À travers ce portrait de deux familles que tout oppose, le réalisateur alterne donc les genres avec une apparente facilité déconcertante. Comédie satirique, drame familiale, film d’horreur, home invasion… Bong Joon Ho concocte sa mixture avec maestria et la saupoudre en plus d’une BO aux relents lyriques décuplant la force de certaines séquences et d’un casting exceptionnel, à commencer par son acteur fétiche Song Kang Ho qui trouve une nouvelle fois ici un rôle de loser magnifique dont le regard trahit toute la détresse intérieure. Seule faute de goût de la recette : un épilogue un poil poussif et un plan final de trop, qui détruit malheureusement toute la délicieuse ambiguïté de celui qui le précède qui, lui, aurait mérité d’être la note finale de cet élixir filmique.

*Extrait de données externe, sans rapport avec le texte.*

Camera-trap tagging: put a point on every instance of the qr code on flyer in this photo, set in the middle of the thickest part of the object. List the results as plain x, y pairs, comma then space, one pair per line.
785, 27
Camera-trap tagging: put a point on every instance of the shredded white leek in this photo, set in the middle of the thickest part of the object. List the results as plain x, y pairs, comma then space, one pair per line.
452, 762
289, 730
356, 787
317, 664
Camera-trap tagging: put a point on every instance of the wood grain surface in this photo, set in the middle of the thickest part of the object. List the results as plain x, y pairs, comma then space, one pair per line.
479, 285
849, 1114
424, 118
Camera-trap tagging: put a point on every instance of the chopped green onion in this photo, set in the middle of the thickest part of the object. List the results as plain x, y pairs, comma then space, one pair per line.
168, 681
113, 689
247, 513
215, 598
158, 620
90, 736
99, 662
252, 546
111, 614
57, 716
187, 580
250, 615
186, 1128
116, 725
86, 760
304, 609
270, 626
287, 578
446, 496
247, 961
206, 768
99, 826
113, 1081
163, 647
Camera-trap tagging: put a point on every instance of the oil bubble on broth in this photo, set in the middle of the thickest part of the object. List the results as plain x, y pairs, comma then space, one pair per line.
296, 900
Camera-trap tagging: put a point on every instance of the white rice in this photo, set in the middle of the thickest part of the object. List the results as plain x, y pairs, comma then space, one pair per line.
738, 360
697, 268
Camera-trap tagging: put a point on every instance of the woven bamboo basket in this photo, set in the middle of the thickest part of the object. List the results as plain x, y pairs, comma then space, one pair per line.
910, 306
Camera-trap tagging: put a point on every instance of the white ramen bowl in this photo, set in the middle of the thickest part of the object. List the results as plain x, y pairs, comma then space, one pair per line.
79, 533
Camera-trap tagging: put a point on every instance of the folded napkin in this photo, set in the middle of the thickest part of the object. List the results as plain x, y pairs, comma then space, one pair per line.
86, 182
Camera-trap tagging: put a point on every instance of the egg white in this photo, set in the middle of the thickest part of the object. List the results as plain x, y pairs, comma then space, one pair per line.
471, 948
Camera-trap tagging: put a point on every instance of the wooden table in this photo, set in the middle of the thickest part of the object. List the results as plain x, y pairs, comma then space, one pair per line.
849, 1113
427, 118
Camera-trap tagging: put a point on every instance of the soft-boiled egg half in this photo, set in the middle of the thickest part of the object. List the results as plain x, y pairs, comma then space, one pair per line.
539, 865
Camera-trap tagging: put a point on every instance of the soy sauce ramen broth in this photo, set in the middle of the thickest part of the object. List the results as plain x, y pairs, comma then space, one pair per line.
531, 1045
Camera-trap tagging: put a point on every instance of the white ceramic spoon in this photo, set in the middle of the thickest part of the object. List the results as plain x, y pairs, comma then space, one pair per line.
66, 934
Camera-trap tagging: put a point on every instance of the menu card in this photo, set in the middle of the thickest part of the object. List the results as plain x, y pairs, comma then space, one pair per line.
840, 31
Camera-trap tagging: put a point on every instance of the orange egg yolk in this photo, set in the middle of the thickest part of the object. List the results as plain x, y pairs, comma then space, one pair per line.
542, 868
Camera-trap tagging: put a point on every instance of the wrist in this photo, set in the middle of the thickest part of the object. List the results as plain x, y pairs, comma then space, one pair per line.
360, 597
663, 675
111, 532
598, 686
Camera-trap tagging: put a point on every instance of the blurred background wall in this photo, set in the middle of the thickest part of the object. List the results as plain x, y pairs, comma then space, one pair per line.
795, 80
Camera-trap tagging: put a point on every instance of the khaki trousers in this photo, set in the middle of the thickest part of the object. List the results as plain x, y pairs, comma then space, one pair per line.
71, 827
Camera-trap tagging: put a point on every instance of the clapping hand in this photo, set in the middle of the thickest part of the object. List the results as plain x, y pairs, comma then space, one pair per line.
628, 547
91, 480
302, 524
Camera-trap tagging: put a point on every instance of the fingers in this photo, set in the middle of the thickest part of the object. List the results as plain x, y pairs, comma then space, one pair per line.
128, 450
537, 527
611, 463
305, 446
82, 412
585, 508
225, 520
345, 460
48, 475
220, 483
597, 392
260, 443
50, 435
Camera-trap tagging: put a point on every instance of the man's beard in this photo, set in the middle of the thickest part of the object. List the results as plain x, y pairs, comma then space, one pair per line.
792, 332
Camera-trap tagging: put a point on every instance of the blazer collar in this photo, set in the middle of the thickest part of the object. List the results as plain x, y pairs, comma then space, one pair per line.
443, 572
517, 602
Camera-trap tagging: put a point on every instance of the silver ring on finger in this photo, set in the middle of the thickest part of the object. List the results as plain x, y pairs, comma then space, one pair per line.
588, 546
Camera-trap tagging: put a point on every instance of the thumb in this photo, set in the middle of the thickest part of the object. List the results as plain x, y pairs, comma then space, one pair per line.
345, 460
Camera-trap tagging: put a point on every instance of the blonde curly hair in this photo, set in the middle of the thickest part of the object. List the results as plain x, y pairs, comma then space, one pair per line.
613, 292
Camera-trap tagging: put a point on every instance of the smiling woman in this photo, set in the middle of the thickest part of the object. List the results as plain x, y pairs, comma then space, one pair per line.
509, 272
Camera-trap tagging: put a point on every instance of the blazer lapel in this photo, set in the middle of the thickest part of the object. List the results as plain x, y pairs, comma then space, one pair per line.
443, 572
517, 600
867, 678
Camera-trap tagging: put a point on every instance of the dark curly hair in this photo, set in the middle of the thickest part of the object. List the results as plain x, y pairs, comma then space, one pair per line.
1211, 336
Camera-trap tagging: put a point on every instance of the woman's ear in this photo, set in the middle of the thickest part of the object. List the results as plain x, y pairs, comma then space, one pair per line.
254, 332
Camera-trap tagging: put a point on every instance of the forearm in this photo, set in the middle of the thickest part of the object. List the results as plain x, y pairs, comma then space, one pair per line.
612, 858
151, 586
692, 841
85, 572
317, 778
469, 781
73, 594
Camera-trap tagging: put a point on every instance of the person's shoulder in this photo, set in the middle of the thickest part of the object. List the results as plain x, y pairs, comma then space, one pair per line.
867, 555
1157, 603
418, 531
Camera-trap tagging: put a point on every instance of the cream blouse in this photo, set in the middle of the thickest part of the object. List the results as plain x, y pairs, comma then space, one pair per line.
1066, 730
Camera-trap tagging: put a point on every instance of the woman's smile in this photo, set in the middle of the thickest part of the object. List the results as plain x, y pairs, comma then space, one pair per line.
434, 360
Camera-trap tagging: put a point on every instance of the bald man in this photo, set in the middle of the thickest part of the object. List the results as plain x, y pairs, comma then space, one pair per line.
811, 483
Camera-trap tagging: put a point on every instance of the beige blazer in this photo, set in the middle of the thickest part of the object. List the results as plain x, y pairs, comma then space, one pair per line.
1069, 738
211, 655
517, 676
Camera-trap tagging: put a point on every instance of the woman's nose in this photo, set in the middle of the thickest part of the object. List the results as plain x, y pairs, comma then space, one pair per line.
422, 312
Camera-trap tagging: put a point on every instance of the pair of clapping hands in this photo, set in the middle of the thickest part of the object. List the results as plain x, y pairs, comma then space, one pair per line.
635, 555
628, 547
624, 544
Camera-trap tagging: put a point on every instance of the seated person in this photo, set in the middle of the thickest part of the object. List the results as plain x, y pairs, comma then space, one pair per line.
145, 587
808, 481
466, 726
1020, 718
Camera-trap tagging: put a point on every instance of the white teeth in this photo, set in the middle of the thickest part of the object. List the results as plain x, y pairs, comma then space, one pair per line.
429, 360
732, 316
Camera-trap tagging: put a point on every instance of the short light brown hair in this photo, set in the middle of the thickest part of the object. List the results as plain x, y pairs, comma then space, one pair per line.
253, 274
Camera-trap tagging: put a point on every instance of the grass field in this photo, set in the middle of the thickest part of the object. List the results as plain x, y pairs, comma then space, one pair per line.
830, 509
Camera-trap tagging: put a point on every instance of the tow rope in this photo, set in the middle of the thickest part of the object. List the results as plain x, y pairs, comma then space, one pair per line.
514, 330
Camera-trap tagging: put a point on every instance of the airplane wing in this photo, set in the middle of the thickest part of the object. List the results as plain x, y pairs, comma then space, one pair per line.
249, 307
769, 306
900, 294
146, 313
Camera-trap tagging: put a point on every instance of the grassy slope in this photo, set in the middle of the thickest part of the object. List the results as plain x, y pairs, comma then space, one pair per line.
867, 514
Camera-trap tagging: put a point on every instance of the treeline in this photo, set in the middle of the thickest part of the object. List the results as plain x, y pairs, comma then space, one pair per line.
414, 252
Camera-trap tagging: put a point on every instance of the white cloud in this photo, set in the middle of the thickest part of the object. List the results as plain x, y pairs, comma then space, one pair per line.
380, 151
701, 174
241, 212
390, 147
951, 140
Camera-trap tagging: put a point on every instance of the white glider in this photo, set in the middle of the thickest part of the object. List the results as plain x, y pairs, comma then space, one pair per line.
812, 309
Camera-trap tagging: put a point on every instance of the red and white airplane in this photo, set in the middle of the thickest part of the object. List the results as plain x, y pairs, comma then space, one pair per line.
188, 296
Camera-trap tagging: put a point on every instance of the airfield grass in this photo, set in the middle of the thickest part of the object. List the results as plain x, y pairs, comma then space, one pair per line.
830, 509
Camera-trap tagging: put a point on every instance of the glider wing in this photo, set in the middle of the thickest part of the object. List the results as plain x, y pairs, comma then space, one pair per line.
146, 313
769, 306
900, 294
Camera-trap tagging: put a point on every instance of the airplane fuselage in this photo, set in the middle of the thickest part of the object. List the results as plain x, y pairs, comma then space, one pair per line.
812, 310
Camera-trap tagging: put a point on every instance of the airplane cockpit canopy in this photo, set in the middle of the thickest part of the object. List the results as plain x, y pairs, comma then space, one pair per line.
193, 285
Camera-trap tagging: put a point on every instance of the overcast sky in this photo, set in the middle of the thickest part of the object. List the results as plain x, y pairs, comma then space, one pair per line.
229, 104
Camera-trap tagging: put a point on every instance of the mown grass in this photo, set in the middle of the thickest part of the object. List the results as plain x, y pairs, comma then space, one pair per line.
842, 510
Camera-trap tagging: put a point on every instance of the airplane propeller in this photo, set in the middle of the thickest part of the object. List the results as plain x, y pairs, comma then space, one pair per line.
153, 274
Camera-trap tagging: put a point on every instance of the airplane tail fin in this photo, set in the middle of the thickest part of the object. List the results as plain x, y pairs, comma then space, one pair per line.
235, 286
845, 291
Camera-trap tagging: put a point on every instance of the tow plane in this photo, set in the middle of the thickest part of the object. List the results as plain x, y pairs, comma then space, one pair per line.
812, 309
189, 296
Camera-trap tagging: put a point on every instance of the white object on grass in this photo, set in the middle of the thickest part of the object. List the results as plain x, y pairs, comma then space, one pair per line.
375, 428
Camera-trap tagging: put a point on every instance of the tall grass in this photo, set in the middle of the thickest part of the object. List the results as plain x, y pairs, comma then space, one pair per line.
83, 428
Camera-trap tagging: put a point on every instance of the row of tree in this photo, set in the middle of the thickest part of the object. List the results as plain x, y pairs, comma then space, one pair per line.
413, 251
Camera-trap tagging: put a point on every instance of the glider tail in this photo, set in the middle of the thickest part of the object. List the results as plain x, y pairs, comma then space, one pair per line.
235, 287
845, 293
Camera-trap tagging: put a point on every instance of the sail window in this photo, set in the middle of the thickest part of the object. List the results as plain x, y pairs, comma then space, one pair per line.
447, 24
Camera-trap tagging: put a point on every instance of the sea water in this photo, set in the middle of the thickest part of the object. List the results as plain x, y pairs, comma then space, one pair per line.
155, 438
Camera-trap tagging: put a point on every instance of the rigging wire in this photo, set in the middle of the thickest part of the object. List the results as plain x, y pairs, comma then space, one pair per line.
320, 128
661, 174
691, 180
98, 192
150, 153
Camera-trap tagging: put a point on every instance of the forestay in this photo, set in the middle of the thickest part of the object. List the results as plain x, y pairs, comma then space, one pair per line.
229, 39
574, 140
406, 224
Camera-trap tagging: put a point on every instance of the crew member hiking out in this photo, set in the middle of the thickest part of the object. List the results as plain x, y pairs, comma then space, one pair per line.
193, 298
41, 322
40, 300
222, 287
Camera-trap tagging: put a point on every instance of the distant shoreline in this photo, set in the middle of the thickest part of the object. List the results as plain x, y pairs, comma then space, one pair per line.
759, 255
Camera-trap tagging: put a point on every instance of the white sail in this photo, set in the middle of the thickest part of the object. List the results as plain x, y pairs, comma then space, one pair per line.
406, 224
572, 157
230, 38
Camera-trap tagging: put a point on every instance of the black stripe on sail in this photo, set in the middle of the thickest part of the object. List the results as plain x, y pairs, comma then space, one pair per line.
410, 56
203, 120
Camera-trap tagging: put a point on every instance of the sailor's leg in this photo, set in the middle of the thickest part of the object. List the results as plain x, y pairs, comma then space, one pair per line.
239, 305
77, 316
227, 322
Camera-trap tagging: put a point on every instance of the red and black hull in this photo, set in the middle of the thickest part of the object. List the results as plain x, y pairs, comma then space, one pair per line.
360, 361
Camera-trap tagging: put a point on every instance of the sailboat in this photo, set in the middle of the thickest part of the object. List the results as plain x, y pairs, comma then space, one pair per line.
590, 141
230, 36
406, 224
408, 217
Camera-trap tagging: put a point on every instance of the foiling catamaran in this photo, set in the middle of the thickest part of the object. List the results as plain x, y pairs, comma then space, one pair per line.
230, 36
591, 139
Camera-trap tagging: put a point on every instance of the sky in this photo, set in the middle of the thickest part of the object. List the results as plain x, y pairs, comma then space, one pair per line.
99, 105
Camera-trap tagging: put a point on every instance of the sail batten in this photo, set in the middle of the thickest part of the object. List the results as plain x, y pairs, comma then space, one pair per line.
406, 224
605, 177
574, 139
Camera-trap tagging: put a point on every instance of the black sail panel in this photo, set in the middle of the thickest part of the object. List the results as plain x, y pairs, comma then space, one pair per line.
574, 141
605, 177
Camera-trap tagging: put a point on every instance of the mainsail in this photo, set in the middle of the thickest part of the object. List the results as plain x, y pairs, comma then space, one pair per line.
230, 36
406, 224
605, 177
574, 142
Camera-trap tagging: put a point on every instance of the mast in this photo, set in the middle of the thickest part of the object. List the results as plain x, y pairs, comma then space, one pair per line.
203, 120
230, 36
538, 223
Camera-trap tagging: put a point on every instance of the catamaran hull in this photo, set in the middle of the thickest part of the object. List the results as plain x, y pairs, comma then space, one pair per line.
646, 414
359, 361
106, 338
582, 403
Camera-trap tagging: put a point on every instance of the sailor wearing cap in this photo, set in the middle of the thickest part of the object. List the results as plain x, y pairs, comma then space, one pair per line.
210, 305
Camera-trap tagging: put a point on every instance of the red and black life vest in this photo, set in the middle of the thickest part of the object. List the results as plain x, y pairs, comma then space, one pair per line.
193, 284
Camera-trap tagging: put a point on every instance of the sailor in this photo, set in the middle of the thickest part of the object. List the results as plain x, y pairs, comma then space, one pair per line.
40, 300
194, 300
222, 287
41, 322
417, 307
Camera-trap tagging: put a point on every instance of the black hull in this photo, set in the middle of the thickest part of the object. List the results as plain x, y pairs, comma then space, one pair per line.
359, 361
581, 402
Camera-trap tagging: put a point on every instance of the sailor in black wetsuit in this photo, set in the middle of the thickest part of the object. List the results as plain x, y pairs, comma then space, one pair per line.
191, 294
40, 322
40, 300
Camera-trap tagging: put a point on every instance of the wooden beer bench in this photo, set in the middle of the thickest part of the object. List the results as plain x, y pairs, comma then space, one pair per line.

Véritable concentré de génie cinématographique, il est logique (mais non moins grandement réjouissant) que Parasite ait raflé la Palme d’or. Sa galerie subtile et pertinente de portraits, son écriture exemplaire et son déploiements cinématographique riche en font un objet de cinéma original, vénéneux et pénétrant. S’il n’atteint jamais les sommets émotionnels de Memories of Murder, The Host et Mother, Parasite reste un grand film, tour à tour drôle, attachant et terrifiant. Une œuvre à la précision chirurgicale et à la poésie inquantifiable. On ressort de la salle étourdi par la virtuosité de l’ensemble et secoué par un dernier segment sauvage où la violence morale faite aux uns se transforme en sévices physiques faites aux autres.